Il fantasma Papaluni
Il Paese è sempre stato ricco di strani personaggi,
soprattutto nel primo dopoguerra. Le loro inspiegabili stranezze sono
sempre state sulla bocca dei più anziani, che le hanno raccontate
suscitando l'ilarità generale. Scomparsi i nostri nonni, rischia di
sparire anche il ricordo di alcuni di essi, che invece meriterebbero di
essere ricordati e citati per i posteri.
Si racconta di un certo "Papaluni" che,
nelle torride notti estive, aveva il vezzo di andare a prendere una
boccata d'aria al cimitero "Maria la Cani", per godersi l'aria
fresca che spira da nord, da Sutera e dai Peloritani.
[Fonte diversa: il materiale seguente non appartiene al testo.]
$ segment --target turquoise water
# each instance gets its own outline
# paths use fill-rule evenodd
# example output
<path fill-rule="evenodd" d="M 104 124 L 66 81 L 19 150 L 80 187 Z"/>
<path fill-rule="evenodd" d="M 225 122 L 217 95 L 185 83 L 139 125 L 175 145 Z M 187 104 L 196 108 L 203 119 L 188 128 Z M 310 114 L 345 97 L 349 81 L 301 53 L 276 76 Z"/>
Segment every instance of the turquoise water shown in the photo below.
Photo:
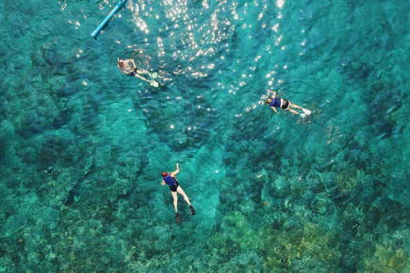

Amava sistemarsi
comodamente sopra un albero, dopo essersi messo in mutande, ed attendere
l'alba prima di fare ritorno in paese; ed accesa l'inseparabile pipa,
godere del canto degli uccelli notturni, upupe e gufi, per nulla
intimorito dalla presenza di tutti i trapassati a miglior vita. In certo
qual modo forse anche loro traevano conforto dalla presenza di un simile
personaggio che mostrava un certo attaccamento nei loro riguardi, quando
invece i più inorridivano al solo pensiero di potersi trovare
nottetempo in quel luogo.
Quella notte Papaluni, messosi in mutande e salito
sul solito albero in fondo al viale, al momento di accendere, come da
rito consumato, la sua pipa dalla lunga canna, s'accorse di avere
dimenticato i fiammiferi. Per un fumatore non esiste cosa peggiore che
cominciare ad assaporare una tirata di fumo, e scoprire di non poterlo
fare per un futile motivo. Che fare? Andare alla ricerca di un lumino
dimenticato acceso alla memoria di un defunto? Rispettoso com'era dei
sui vicini, la cosa gli parve alquanto sconveniente, perciò rimase lì
in attesa di un qualche evento.
Stava quasi meditando di vestirsi e tornarsene a
casa, quando udì in lontananza una voce, un canto di qualcuno che si
avvicinava sempre più. Quello era il periodo in cui i contadini, finita
la trebbiatura delle fave o delle spighe di grano, riempiti di paglia
gli enormi "rotoni" caricati sul dorso dei muli, li
trasportavano nelle pagliere come biada per gli animali durante
l'inverno. E questo faticoso lavoro, spesso in contrade molto lontane
dal paese, avveniva per lo più di notte per evitare la calura delle
giornate estive. Quel canto aumentava d'intensità sempre più: sia
perché il contadino a dorso del suo mulo s'avvicinava alla porta del
cimitero, proveniente dalla vicina contrada della "Mintina",
sia perché a quella vista, per farsi coraggio, strillava sempre più
forte. Dalla voce Papaluni riconobbe un amico, e quando capì che era
quasi giunto davanti la porta del cimitero, con un balzo felino saltò a
terra dal suo giaciglio sull'albero, e si presentò in mutande e con la
pipa in mano, pronto a chiedere un fiammifero. Alla vista di quel
"fantasma" il povero contadino tramutò il suo canto in
strillo, lanciò un urlo sovrumano e spronò il suo mulo incitandolo con
tutte le forze che gli rimanevano in corpo. A nulla valsero le parole di
Papaluni che, avendolo riconosciuto, lo chiamava per nome e l'inseguiva
nel tentativo di farlo desistere da quella fuga impetuosa. Con l'effetto
opposto perché il contadino, vedendosi inseguito dal fantasma in
mutande e per giunta chiamato per nome, spronava sempre più il mulo ed
urlava terrorizzato imprecazioni e bestemmie.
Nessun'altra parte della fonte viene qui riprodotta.